Which countries would take part in the next meeting remains to be seen, Kerry said, though he named a number of European powers and Middle Eastern allies of the United States as possible participants.
Kerry also rejected the proposal of including Iran at the table now. “There will come a time perhaps where we will talk to Iran, but we’re not at that moment at this point in time,” he said.
“Diplomacy has a way or working through very difficult issues that seem to be absolutely contradictory and on their face begin at odds, and this is one of those issues where the statements and current positions are clearly as odds,” he said.
“If we can get in a political process, sometimes these things have a way of resolving themselves,” Kerry said. “So I’m not disturbed with positions at this time when countries agree” on the broader outcome that they would like to achieve.
Despite the lack of agreement on whether Assad should have a future role in governing Syria, “today was a solid, serious discussion in a genuine effort to try to find a way to thread the difficult needle,” he said.

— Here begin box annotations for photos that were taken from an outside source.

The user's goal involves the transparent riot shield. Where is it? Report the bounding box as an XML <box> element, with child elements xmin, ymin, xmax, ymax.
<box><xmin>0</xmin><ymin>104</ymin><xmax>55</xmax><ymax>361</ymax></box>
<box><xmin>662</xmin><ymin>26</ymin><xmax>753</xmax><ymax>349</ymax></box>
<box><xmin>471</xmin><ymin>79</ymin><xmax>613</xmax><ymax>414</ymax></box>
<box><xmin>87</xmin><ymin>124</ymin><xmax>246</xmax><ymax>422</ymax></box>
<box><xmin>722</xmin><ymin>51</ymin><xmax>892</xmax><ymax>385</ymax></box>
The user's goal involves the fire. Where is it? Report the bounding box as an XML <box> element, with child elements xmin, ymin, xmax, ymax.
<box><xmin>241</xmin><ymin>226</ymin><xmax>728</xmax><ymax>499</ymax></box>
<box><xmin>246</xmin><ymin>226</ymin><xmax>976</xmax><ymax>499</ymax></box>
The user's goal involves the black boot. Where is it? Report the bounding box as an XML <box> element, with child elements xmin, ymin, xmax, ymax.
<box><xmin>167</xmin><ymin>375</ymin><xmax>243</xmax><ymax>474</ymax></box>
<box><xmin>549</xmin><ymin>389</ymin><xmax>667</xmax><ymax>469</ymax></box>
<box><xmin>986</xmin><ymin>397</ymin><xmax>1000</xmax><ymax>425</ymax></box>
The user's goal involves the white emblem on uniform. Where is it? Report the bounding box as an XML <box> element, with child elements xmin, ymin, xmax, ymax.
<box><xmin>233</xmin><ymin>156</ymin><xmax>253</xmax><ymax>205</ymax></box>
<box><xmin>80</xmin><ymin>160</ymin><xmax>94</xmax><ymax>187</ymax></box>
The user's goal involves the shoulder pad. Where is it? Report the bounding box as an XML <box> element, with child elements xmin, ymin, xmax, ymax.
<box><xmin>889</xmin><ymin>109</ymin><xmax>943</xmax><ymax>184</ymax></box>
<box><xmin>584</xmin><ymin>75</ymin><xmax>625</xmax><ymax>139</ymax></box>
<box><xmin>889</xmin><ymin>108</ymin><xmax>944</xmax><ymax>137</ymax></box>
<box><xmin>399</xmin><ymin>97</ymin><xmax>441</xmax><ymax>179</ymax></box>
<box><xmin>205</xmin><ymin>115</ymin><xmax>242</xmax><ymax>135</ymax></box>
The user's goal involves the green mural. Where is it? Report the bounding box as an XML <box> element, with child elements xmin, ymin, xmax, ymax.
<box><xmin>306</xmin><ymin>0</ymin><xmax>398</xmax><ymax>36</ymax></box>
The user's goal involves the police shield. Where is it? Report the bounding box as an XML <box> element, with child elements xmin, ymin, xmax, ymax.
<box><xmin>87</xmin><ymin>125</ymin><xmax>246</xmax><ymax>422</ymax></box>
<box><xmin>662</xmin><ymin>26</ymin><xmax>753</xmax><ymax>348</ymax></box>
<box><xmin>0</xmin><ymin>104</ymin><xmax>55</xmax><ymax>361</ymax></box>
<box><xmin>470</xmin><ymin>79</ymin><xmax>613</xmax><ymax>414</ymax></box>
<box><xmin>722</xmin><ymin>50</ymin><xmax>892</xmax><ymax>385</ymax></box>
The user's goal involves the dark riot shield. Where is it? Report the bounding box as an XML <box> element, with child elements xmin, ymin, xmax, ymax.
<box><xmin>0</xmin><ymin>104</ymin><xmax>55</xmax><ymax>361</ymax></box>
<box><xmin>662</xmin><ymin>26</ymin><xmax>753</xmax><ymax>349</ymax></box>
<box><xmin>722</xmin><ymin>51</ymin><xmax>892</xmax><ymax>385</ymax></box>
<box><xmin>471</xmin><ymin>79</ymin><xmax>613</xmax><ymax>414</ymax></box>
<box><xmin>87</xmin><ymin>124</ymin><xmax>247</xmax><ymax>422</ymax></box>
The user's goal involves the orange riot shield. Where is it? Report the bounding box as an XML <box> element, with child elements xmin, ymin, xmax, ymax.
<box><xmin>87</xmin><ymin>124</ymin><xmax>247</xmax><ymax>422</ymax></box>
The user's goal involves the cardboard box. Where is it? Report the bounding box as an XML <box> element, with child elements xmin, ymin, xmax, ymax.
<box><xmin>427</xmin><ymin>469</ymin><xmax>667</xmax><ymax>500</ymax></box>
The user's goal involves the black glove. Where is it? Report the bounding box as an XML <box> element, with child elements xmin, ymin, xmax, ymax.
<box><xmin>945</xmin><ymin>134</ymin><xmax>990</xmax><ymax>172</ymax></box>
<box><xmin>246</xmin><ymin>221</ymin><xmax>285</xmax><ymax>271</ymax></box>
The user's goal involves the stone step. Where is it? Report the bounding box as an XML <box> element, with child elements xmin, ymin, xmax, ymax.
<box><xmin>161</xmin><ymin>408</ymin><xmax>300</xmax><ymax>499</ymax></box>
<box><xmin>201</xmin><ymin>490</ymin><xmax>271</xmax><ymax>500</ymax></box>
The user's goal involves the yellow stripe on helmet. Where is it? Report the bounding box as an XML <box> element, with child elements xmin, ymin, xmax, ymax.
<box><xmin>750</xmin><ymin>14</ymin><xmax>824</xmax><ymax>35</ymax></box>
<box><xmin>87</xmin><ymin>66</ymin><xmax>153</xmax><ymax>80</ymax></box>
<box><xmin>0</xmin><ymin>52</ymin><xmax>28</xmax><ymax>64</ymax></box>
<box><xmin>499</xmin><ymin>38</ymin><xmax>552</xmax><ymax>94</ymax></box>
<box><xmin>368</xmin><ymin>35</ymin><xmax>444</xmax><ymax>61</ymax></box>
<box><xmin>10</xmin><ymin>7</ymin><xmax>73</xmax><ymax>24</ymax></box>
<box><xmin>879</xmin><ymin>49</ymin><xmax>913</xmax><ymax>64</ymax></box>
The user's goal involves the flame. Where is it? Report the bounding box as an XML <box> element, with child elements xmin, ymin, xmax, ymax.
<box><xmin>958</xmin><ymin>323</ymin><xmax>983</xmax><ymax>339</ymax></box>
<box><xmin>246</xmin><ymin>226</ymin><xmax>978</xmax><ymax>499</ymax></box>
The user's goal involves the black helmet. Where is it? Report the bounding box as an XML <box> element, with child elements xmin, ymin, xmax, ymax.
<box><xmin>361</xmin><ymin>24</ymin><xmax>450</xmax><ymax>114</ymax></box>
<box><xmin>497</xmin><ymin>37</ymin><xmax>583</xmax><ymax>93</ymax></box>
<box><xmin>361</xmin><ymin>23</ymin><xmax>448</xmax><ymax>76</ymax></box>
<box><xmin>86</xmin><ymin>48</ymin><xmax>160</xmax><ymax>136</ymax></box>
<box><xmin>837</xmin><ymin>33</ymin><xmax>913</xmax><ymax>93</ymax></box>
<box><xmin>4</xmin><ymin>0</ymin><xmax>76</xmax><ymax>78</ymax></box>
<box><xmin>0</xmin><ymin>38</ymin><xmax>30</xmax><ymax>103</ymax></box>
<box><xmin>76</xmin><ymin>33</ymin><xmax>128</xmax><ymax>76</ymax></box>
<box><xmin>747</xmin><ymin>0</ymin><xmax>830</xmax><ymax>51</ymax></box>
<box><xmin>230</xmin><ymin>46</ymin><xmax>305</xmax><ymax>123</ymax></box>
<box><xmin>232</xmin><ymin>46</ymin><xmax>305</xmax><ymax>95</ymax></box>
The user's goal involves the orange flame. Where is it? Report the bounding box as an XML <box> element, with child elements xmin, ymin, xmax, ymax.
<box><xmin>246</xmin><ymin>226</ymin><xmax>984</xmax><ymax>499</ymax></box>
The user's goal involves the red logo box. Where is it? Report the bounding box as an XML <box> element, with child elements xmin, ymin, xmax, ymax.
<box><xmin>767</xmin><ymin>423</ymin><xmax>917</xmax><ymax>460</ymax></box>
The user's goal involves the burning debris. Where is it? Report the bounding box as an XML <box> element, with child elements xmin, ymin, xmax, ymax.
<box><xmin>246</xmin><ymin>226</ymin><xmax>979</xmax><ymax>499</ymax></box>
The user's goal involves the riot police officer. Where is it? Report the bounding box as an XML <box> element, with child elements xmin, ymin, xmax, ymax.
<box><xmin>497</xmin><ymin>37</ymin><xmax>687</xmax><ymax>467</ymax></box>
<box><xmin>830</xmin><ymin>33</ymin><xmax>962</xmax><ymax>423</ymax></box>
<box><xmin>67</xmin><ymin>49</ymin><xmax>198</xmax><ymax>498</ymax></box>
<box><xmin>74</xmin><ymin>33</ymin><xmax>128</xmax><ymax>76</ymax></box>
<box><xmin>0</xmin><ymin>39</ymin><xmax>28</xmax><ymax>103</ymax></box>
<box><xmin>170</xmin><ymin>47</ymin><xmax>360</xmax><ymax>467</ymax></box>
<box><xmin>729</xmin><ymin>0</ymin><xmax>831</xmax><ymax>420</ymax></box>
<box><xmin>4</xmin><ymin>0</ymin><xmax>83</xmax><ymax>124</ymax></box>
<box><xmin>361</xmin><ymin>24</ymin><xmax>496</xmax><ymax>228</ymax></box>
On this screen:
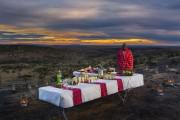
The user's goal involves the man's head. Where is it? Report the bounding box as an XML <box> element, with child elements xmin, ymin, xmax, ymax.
<box><xmin>122</xmin><ymin>43</ymin><xmax>127</xmax><ymax>50</ymax></box>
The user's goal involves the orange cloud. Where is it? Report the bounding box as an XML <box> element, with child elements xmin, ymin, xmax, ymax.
<box><xmin>81</xmin><ymin>38</ymin><xmax>158</xmax><ymax>44</ymax></box>
<box><xmin>0</xmin><ymin>24</ymin><xmax>157</xmax><ymax>45</ymax></box>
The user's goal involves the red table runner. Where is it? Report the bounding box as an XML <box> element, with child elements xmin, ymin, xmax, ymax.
<box><xmin>89</xmin><ymin>82</ymin><xmax>107</xmax><ymax>97</ymax></box>
<box><xmin>62</xmin><ymin>86</ymin><xmax>82</xmax><ymax>105</ymax></box>
<box><xmin>116</xmin><ymin>79</ymin><xmax>123</xmax><ymax>92</ymax></box>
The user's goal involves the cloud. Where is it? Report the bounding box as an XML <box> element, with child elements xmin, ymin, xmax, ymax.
<box><xmin>0</xmin><ymin>0</ymin><xmax>180</xmax><ymax>44</ymax></box>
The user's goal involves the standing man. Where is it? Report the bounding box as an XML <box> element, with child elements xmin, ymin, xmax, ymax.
<box><xmin>118</xmin><ymin>43</ymin><xmax>134</xmax><ymax>75</ymax></box>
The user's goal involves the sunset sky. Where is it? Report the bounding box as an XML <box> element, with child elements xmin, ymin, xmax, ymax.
<box><xmin>0</xmin><ymin>0</ymin><xmax>180</xmax><ymax>45</ymax></box>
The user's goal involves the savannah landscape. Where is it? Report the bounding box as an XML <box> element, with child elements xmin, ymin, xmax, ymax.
<box><xmin>0</xmin><ymin>45</ymin><xmax>180</xmax><ymax>120</ymax></box>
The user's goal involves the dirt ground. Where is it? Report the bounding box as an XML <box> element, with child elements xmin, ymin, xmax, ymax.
<box><xmin>0</xmin><ymin>74</ymin><xmax>180</xmax><ymax>120</ymax></box>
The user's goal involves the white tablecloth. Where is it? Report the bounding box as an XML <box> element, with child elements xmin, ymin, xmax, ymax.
<box><xmin>73</xmin><ymin>71</ymin><xmax>98</xmax><ymax>77</ymax></box>
<box><xmin>39</xmin><ymin>74</ymin><xmax>144</xmax><ymax>108</ymax></box>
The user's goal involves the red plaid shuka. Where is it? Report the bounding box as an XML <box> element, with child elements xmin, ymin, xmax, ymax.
<box><xmin>118</xmin><ymin>48</ymin><xmax>134</xmax><ymax>71</ymax></box>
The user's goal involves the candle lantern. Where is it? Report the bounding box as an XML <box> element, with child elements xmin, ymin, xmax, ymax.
<box><xmin>20</xmin><ymin>95</ymin><xmax>29</xmax><ymax>107</ymax></box>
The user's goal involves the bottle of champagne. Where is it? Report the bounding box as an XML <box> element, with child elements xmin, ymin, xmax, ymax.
<box><xmin>56</xmin><ymin>70</ymin><xmax>62</xmax><ymax>85</ymax></box>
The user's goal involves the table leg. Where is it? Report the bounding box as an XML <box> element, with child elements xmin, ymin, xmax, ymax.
<box><xmin>118</xmin><ymin>90</ymin><xmax>129</xmax><ymax>104</ymax></box>
<box><xmin>61</xmin><ymin>108</ymin><xmax>68</xmax><ymax>120</ymax></box>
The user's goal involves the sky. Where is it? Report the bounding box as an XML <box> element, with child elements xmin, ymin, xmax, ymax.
<box><xmin>0</xmin><ymin>0</ymin><xmax>180</xmax><ymax>45</ymax></box>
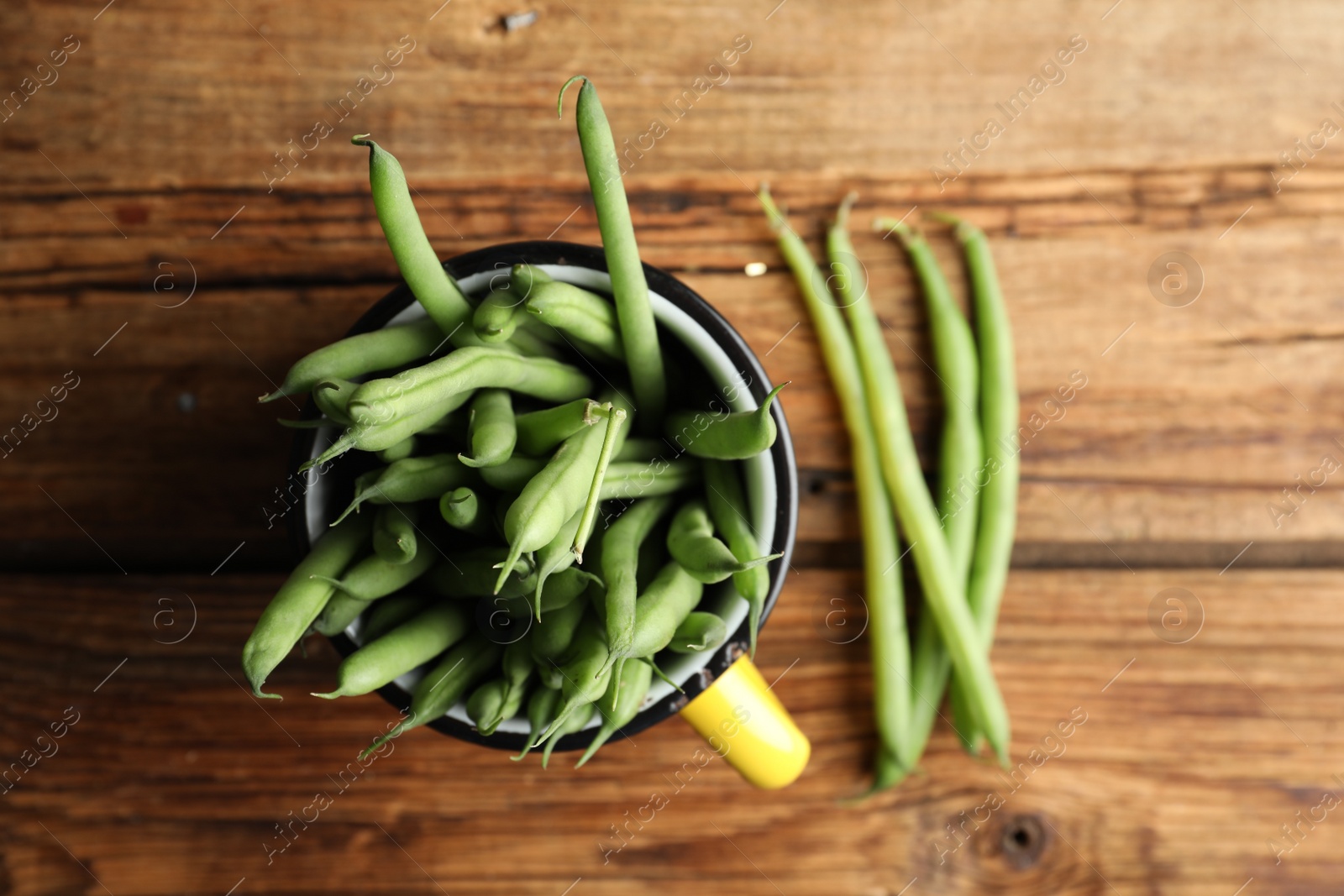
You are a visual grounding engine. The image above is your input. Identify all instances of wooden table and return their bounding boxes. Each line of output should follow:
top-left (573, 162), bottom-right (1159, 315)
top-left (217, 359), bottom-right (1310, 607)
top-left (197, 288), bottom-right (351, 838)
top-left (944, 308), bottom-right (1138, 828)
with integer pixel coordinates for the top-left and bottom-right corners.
top-left (0, 0), bottom-right (1344, 896)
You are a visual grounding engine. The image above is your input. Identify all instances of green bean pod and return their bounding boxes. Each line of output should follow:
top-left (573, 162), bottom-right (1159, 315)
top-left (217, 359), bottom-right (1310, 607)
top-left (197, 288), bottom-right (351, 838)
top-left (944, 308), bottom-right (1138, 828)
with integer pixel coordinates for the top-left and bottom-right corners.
top-left (313, 603), bottom-right (469, 700)
top-left (668, 500), bottom-right (784, 584)
top-left (479, 454), bottom-right (549, 495)
top-left (428, 547), bottom-right (536, 598)
top-left (438, 485), bottom-right (495, 537)
top-left (665, 383), bottom-right (788, 461)
top-left (359, 594), bottom-right (430, 645)
top-left (704, 461), bottom-right (770, 657)
top-left (574, 663), bottom-right (654, 768)
top-left (533, 619), bottom-right (612, 746)
top-left (500, 400), bottom-right (628, 596)
top-left (598, 458), bottom-right (701, 501)
top-left (555, 76), bottom-right (667, 427)
top-left (515, 398), bottom-right (605, 457)
top-left (378, 435), bottom-right (419, 464)
top-left (511, 685), bottom-right (559, 762)
top-left (531, 600), bottom-right (587, 672)
top-left (668, 610), bottom-right (728, 652)
top-left (508, 265), bottom-right (555, 302)
top-left (629, 560), bottom-right (704, 657)
top-left (258, 321), bottom-right (444, 403)
top-left (333, 454), bottom-right (477, 525)
top-left (360, 634), bottom-right (500, 757)
top-left (542, 703), bottom-right (596, 768)
top-left (312, 379), bottom-right (360, 426)
top-left (374, 504), bottom-right (419, 564)
top-left (351, 134), bottom-right (480, 346)
top-left (472, 289), bottom-right (527, 345)
top-left (930, 213), bottom-right (1019, 753)
top-left (313, 551), bottom-right (438, 600)
top-left (526, 280), bottom-right (623, 361)
top-left (457, 388), bottom-right (517, 468)
top-left (347, 347), bottom-right (593, 426)
top-left (602, 495), bottom-right (672, 676)
top-left (242, 510), bottom-right (371, 700)
top-left (298, 392), bottom-right (472, 471)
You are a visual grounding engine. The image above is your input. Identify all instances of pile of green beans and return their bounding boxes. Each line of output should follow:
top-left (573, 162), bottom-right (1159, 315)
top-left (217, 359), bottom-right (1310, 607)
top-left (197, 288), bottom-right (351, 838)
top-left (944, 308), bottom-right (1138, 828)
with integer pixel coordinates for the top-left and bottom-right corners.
top-left (759, 186), bottom-right (1017, 793)
top-left (244, 78), bottom-right (780, 766)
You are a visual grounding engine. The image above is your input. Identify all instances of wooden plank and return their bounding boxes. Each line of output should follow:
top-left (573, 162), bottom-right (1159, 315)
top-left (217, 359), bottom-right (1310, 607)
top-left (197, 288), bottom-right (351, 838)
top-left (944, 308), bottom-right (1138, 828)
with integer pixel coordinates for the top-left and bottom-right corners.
top-left (0, 569), bottom-right (1344, 896)
top-left (0, 169), bottom-right (1344, 569)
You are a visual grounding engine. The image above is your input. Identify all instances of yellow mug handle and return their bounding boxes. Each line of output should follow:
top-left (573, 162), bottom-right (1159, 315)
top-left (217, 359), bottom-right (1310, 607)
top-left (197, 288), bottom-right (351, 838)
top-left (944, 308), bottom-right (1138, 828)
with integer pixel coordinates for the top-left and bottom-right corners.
top-left (681, 656), bottom-right (811, 790)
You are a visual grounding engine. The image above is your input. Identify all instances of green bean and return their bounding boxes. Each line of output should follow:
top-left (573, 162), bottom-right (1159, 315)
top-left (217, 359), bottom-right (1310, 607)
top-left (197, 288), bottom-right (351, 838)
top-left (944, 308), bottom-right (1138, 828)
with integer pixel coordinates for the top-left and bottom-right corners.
top-left (378, 435), bottom-right (419, 464)
top-left (531, 600), bottom-right (587, 673)
top-left (313, 603), bottom-right (469, 700)
top-left (602, 495), bottom-right (672, 679)
top-left (629, 560), bottom-right (704, 657)
top-left (533, 619), bottom-right (612, 746)
top-left (598, 458), bottom-right (701, 501)
top-left (542, 703), bottom-right (596, 768)
top-left (512, 686), bottom-right (559, 762)
top-left (313, 551), bottom-right (438, 600)
top-left (668, 500), bottom-right (784, 584)
top-left (526, 280), bottom-right (623, 361)
top-left (360, 634), bottom-right (500, 757)
top-left (313, 591), bottom-right (378, 638)
top-left (298, 392), bottom-right (472, 471)
top-left (258, 321), bottom-right (444, 403)
top-left (359, 594), bottom-right (430, 643)
top-left (312, 379), bottom-right (359, 426)
top-left (574, 663), bottom-right (654, 768)
top-left (438, 485), bottom-right (495, 537)
top-left (665, 383), bottom-right (788, 461)
top-left (508, 265), bottom-right (555, 302)
top-left (874, 212), bottom-right (995, 751)
top-left (761, 191), bottom-right (919, 778)
top-left (555, 76), bottom-right (667, 427)
top-left (351, 134), bottom-right (480, 346)
top-left (472, 289), bottom-right (527, 345)
top-left (428, 547), bottom-right (536, 598)
top-left (479, 454), bottom-right (547, 495)
top-left (333, 454), bottom-right (475, 525)
top-left (347, 348), bottom-right (593, 426)
top-left (816, 193), bottom-right (1010, 767)
top-left (493, 567), bottom-right (596, 619)
top-left (500, 395), bottom-right (623, 585)
top-left (457, 388), bottom-right (517, 468)
top-left (574, 407), bottom-right (627, 563)
top-left (930, 213), bottom-right (1017, 753)
top-left (668, 610), bottom-right (728, 652)
top-left (515, 398), bottom-right (603, 457)
top-left (704, 461), bottom-right (770, 657)
top-left (242, 510), bottom-right (371, 700)
top-left (612, 438), bottom-right (668, 464)
top-left (374, 504), bottom-right (419, 564)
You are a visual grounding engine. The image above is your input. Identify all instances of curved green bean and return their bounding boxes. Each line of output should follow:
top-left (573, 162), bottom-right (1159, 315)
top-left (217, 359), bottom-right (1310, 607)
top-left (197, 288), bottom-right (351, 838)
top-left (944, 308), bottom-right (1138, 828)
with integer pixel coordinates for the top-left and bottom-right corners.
top-left (704, 461), bottom-right (770, 657)
top-left (374, 504), bottom-right (419, 564)
top-left (759, 190), bottom-right (924, 778)
top-left (258, 320), bottom-right (444, 403)
top-left (347, 347), bottom-right (593, 426)
top-left (242, 510), bottom-right (371, 700)
top-left (574, 663), bottom-right (654, 768)
top-left (457, 388), bottom-right (517, 468)
top-left (313, 603), bottom-right (469, 700)
top-left (527, 280), bottom-right (623, 361)
top-left (668, 500), bottom-right (784, 584)
top-left (555, 76), bottom-right (667, 427)
top-left (664, 383), bottom-right (789, 461)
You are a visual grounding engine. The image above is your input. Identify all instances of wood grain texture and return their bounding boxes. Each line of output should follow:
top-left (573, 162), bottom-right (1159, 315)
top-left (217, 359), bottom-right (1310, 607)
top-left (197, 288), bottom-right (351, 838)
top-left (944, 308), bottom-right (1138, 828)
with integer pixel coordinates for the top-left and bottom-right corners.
top-left (0, 569), bottom-right (1344, 896)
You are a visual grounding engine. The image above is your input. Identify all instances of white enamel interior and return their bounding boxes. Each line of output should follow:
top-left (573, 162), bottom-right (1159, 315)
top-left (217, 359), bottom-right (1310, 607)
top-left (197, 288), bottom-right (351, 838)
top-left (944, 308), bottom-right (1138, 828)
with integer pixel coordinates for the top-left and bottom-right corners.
top-left (305, 265), bottom-right (778, 735)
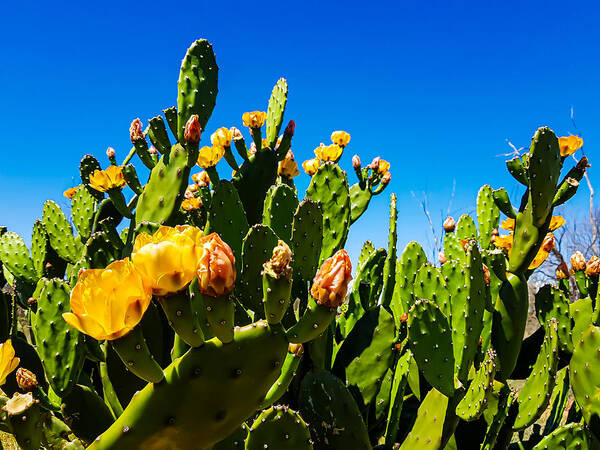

Lavrov said that the other countries taking part in the talks were “obsessed” with the question of Assad’s future, and that Moscow was sticking to its position that it was a matter for Syrians to decide. Nonetheless, Lavrov said the meeting was a positive development.
“We discussed the need to find a way out of this crisis and we confirmed that we have common goals, there is no doubt about it: to stop the war, to fight more effectively the terrorists who threaten to seize this country and to more actively develop the political process on the basis of principles coordinated in the Geneva Communiqué of June 30, 2012,” Lavrov said.
That communiqué called for a transitional government in Syria, but left open the question of Assad’s fate. On Friday, Lavrov said the communiqué called for “a broad dialogue involving representatives of all specters of Syrian society, the government and the opposition,” with any decision “made on the basis of mutual consent.”
Saudi officials reiterated their support for the American position that there is “no place for Bashar al-Assad in any transitional government,” the Saudi foreign minister, Adel al-Jubeir, told reporters here.